Ortsgeschichte
Die heimatkundliche Ortsgeschichte, wie sie in vielen Pflichtschulen seit Generationen gelehrt wird, ist vielfach der Ausgangspunkt für die boomenden Dorfbücher. Fast immer handelt es sich um Neuforschung, die ohne das Tiroler Landesarchiv nicht möglich wäre. Die Ortsgeschichten tragen ganz wesentlich zur Identität der 279 Tiroler Gemeinden bei. Daher hat das Tiroler Landesarchiv die engere Heimat 1973-1989 in einer eigenen Publikationsreihe "Tiroler Ortschroniken" in leicht lesbarer Form dem interessierten Laien und dem kundigen Heimatforscher nahegebracht. Bisher haben Archivare des Landesarchivs über 50 Dorfbücher verfasst und bei Dutzenden Heimatbüchern als Koautoren oder Schriftleiter mitgearbeitet, um das Geschichtsbewusstsein zu heben. Damit wird neben der Aktenerschließung von unseren Archivhistorikern ein wesentlicher Bildungsauftrag für den Staatsbürger erfüllt.
Jubiläumsjahre der Erstnennungen oder ein politischer Wechsel in der Gemeinde steigern den Wunsch nach Identifikation und Selbstdarstellung kommunaler Leistungen. So wird ein Dorfbuch zur Visitenkarte vergangener Jahrzehnte und Jahrhunderte. Seit den 70er Jahren erscheinen jährlich zwischen sechs und acht solcher Bücher. Auch kleine Landgemeinden suchen ihre Identität und finden sie in der Selbstbesinnung auf ihre Geschichte.

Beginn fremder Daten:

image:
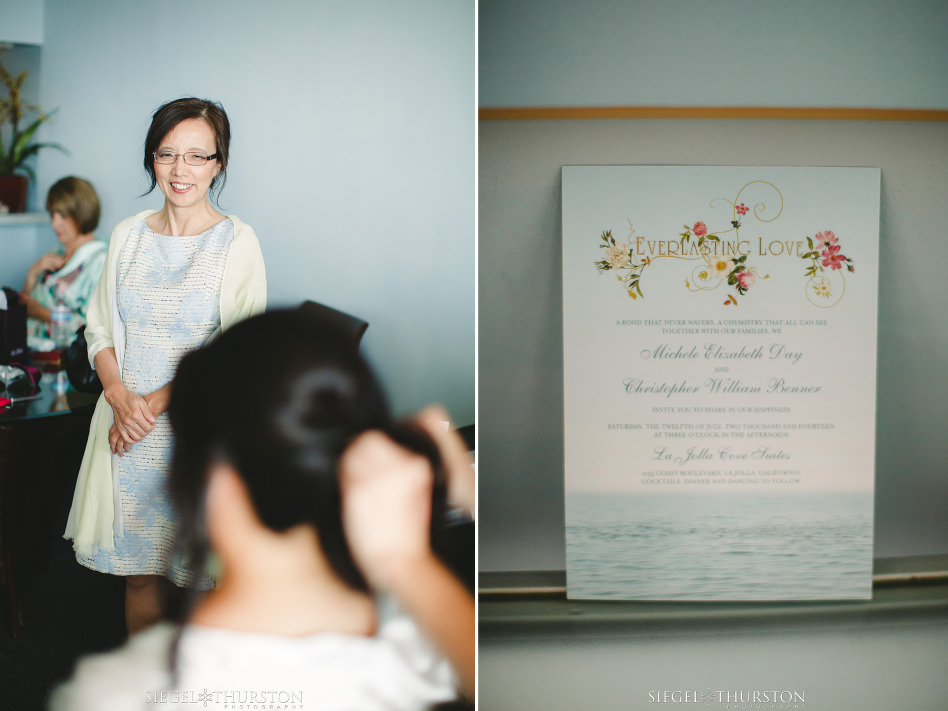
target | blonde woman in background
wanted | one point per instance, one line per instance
(72, 272)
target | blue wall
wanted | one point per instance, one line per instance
(352, 153)
(862, 53)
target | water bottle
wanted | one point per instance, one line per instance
(60, 318)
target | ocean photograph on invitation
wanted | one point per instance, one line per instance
(719, 345)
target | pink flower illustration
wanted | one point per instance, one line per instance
(746, 279)
(825, 238)
(832, 258)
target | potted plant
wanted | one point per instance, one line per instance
(13, 155)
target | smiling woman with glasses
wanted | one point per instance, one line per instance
(173, 278)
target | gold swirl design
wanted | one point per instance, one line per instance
(819, 291)
(758, 208)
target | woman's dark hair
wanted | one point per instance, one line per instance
(76, 199)
(174, 112)
(279, 397)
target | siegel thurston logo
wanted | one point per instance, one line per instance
(230, 699)
(732, 699)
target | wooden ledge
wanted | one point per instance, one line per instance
(544, 113)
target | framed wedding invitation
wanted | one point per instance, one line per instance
(719, 335)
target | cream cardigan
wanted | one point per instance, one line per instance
(95, 514)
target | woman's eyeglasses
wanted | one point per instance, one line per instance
(191, 158)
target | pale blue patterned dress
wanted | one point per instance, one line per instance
(168, 296)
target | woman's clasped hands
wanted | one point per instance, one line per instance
(135, 416)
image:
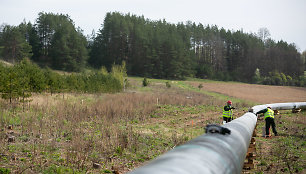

Hinter all diesen Aktivitäten steht meist ein rühriger Chronist, der seit Jahrzehnten alle kommunalen Ereignisse und Veränderungen in Wort und Bild minutiös festhält. An anderer Stelle werden die Verdienste und Zielsetzungen des Tiroler Chronikwesens, das seine Wiege und Heimat im Tiroler Landesarchiv hat, ausführlicher dargestellt. Die Dokumentation des Chronisten zählt zu den wichtigsten Grundlagen für eine lebendige und sorgfältig recherchierte Ortsgeschichte.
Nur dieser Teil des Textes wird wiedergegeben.